Introduction
There is a substantial body of evidence showing that effective corporation tax rates
and the general tax landscape have a strong influence on the level of foreign direct
investment (FDI) that a location can attract and on financing decisions associated with
these investments.1 In an early review of the empirical literature, Hines (1999)
concludes that the evidence indicates that “taxation significantly influences the
location of foreign direct investment, corporate borrowing, transfer pricing, dividend
and royalty payments, and R&D performance.”

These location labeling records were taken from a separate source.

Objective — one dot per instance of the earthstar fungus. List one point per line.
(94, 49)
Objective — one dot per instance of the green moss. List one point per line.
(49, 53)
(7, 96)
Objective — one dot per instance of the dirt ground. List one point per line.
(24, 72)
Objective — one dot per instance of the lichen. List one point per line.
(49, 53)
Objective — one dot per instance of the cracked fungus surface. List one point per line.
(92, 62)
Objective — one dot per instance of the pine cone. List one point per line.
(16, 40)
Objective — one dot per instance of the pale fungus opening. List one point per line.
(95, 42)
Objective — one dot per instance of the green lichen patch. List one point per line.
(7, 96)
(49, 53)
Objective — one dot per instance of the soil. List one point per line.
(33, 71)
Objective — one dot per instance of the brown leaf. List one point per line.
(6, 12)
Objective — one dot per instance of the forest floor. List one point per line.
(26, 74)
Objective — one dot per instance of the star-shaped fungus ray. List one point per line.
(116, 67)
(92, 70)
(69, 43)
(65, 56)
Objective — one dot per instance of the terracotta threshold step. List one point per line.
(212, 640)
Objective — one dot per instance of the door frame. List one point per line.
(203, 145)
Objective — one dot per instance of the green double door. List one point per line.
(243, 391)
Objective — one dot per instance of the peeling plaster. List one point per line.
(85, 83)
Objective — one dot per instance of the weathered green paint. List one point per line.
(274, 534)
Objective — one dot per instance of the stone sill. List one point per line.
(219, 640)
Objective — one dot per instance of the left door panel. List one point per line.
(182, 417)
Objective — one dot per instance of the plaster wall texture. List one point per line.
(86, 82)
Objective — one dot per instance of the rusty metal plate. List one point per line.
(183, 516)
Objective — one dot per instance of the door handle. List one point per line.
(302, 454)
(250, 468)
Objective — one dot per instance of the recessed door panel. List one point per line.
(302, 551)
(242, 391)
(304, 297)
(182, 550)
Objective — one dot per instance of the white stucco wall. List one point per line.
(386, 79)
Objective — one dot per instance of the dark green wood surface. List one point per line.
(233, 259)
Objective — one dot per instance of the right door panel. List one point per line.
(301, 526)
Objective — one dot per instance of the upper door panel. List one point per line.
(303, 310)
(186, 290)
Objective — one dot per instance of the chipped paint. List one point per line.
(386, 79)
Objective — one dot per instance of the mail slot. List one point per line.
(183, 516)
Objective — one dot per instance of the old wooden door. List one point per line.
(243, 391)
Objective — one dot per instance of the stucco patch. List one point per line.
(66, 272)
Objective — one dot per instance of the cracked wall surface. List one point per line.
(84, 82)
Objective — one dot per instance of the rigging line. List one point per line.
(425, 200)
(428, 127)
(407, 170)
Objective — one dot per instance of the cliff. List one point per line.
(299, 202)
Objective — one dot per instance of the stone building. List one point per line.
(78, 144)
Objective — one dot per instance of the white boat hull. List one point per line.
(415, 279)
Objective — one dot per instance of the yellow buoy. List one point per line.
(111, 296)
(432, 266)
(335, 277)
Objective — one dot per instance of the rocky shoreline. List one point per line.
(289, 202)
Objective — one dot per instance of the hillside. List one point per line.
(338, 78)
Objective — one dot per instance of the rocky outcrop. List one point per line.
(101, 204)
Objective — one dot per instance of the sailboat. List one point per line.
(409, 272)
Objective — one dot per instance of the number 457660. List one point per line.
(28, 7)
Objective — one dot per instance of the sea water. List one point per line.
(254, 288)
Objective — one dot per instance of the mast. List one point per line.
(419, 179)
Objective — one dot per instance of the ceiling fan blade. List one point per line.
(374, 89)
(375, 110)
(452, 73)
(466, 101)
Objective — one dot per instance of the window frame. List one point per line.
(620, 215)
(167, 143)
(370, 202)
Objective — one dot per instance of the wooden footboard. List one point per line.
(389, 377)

Work done since then has confirmed and strengthened these findings. Desai, Foley
and Hines (2003) use affiliate-level data for US companies investing abroad between
1982 and 1997 to examine the relationship between effective corporation tax rates and
investments by foreign-affiliate companies. They find a strong negative effect, with
an elasticity of around -0.5. Allowing for elasticities to differ by host country/region,
they find that tax effects are particularly strong in Europe, for which an elasticity of -
0.77 is found. The work of Altshuler et al. (2001) suggests that the relevant elasticity
has been growing over time.
Grubert and Mutti (2000) and Slaughter (2003) also concentrate on the location
decisions of US firms, while Gropp and Kostial (2000) present evidence on total FDI
inflows and outflows.2 The evidence is unequivocal that in circumstances where
other locational factors - such as the existence of a pool of well qualified labour,
reasonable infrastructure, business-friendly and robust political structures and
membership of wider economic unions such as the EU - are similar, a lower rate of
corporate tax can serve as a powerful tool to attract mobile international capital.
Tax policy also affects the financing decisions of Multinational Corporations. For
example, if a US company investing abroad finances the investment with equity, its
active profits in this case are taxable in the host country but free from tax in the US
until repatriated. Financing the investment through a loan from the parent company,
on the other hand, gives rise to tax-deductible interest payments in the host country
and taxable interest receipts in the US. Thus there is an incentive to finance
investments in high tax countries through debt and in low tax countries through equity.
The empirical evidence is consistent with this hypothesis (Grubert 1998, 2000).
These financial considerations can greatly influence the amount of tax paid in a low-
tax host country independent of the actual activity carried out there. To satisfy taxing
authorities in the donor country, however, some evidence of real activity in the host
country is typically required.
Transfer pricing, though strictly policed, is thought to allow some scope for firms to
shift profits to low-tax locations by setting favourable intra-group trade prices. As
Desai, Foley and Hines (2006) point out, “OECD governments require firms to use
transfer prices that would be paid by unrelated parties, but enforcement is difficult,
particularly when pricing issues concern differentiated or proprietary items such as
1 The effective tax rate is calculated by combining tax rates, which have been declining in most
industrialised countries over recent decades, and the tax base, which has generally widened. The
literature also distinguishes between effective average and effective marginal tax rates; see e.g.
Devereux, Griffith and Klemm (2002).
2 Devereaux and Griffith (2002) present a survey of other work on the topic.